1. What is a Patent?
A patent is a statutory monopoly granted to an inventor (or his assignee) that allows the inventor (or the assignee) to prohibit others from making, using, selling or (in most cases) importing an invention into the country in which a patent has been granted.
Patents are not automatically granted upon the making of an invention, but must be applied for by filing a patent application. Although not mandatory, it is highly recommended to employ the services of a registered patent agent to prepare such an application. This is so, as a properly drafted patent application not only contains a detailed description of the invention phrased in specific legal and technical language, but, perhaps most importantly, the patent that ultimately issues from the application, contains claims that set out the scope and extent of the monopoly of the invention to which the patent owner is entitled, and as such, may be used by the courts in any subsequent legal disputes to determine precisely the extent of legal protection to be afforded to the invention disclosed therein. Accordingly, a patent application is one of the most complicated documents known to our legal system, and, as such, its preparation cannot, without serious risk, be entrusted to untrained or unskilled persons.

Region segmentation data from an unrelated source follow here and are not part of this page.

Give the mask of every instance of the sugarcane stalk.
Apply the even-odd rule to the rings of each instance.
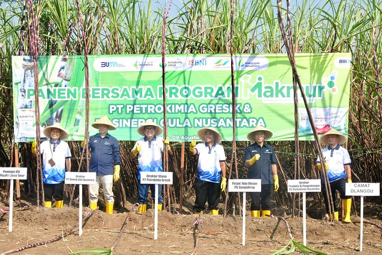
[[[33,67],[34,67],[34,78],[35,80],[35,112],[36,113],[36,137],[37,140],[37,157],[36,163],[37,168],[36,169],[37,174],[37,183],[41,182],[41,195],[42,202],[45,206],[45,198],[44,195],[44,182],[43,181],[42,176],[42,167],[41,166],[41,152],[40,150],[40,140],[41,140],[41,131],[40,129],[40,103],[39,101],[39,80],[38,80],[38,56],[39,56],[39,39],[38,37],[36,32],[36,20],[35,20],[34,11],[33,10],[33,2],[30,2],[29,12],[30,12],[31,18],[31,27],[30,29],[32,30],[32,43],[33,45]],[[40,178],[39,178],[40,176]],[[37,185],[37,206],[40,206],[40,199],[39,197],[39,185]]]
[[[198,238],[199,237],[199,232],[200,232],[200,226],[203,221],[202,221],[202,212],[199,214],[199,217],[194,223],[194,248],[191,254],[196,254],[198,250]]]
[[[75,4],[77,5],[77,9],[78,11],[78,19],[81,26],[82,30],[82,39],[84,41],[84,55],[85,58],[85,94],[86,96],[85,100],[85,142],[84,146],[86,148],[86,150],[83,150],[81,155],[81,160],[80,164],[82,163],[82,158],[84,157],[84,151],[86,150],[86,171],[89,172],[89,148],[88,148],[88,143],[89,142],[89,65],[88,62],[88,48],[87,45],[88,43],[86,40],[86,31],[84,27],[84,22],[82,19],[82,13],[81,8],[79,7],[78,0],[75,0]],[[89,186],[88,185],[88,199],[89,204],[90,205],[90,190]]]
[[[88,219],[91,216],[92,216],[94,212],[94,210],[91,210],[90,211],[88,212],[85,213],[85,216],[83,217],[83,222],[84,222],[84,224],[83,225],[85,225],[86,223],[85,221],[87,219]],[[60,240],[61,238],[63,238],[66,236],[74,232],[75,231],[75,230],[76,228],[78,228],[78,226],[77,224],[75,224],[70,229],[67,231],[65,231],[64,232],[62,232],[62,233],[59,235],[56,235],[54,237],[53,237],[51,239],[49,239],[47,241],[43,241],[42,242],[38,242],[37,243],[31,243],[30,244],[28,244],[28,245],[25,245],[24,246],[20,247],[20,248],[13,249],[12,250],[10,250],[5,252],[2,253],[1,255],[8,255],[9,254],[12,254],[15,252],[17,252],[18,251],[20,251],[21,250],[23,250],[26,249],[29,249],[30,248],[32,248],[34,247],[37,247],[37,246],[39,246],[41,245],[44,245],[48,243],[50,243],[53,242],[56,242],[56,241],[58,241]]]
[[[163,137],[166,139],[167,137],[167,111],[166,110],[166,26],[167,20],[169,12],[171,8],[172,0],[170,3],[169,9],[166,13],[166,2],[165,2],[165,9],[163,13],[163,26],[162,28],[162,84],[163,85]],[[165,159],[163,160],[163,168],[165,171],[169,171],[169,158],[167,147],[165,148],[163,150],[163,156]],[[169,212],[171,212],[171,201],[170,197],[170,186],[168,185],[165,186],[165,188],[167,191],[167,205]],[[163,196],[163,198],[165,196]]]
[[[123,224],[122,224],[122,226],[121,227],[121,230],[119,231],[119,233],[117,236],[117,238],[116,238],[116,241],[115,242],[114,242],[114,244],[112,245],[112,247],[110,247],[110,249],[111,250],[113,250],[114,249],[115,249],[116,247],[117,247],[117,245],[118,244],[118,242],[119,242],[119,239],[121,239],[121,237],[122,236],[122,234],[125,231],[125,228],[126,228],[126,226],[127,225],[127,220],[130,218],[133,212],[137,212],[137,211],[139,208],[139,205],[138,205],[137,203],[135,205],[133,205],[131,207],[130,212],[128,214],[127,214],[127,216],[125,219],[125,221],[123,222]]]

Once issued, a patent, in perhaps overly simplistic language, becomes a part of the law of the land where it issued. Accordingly, anyone who makes, uses or sells the invention protected by the patent without the permission of the owner of the patent is breaking the law of that land. However, like all laws, a patent must be enforced. A patent is enforced by the owner launching a court action (called an infringement action) against those persons who have ignored the prohibition contained in the patent, whether innocently or otherwise. Such an action cannot be launched until after the patent has issued.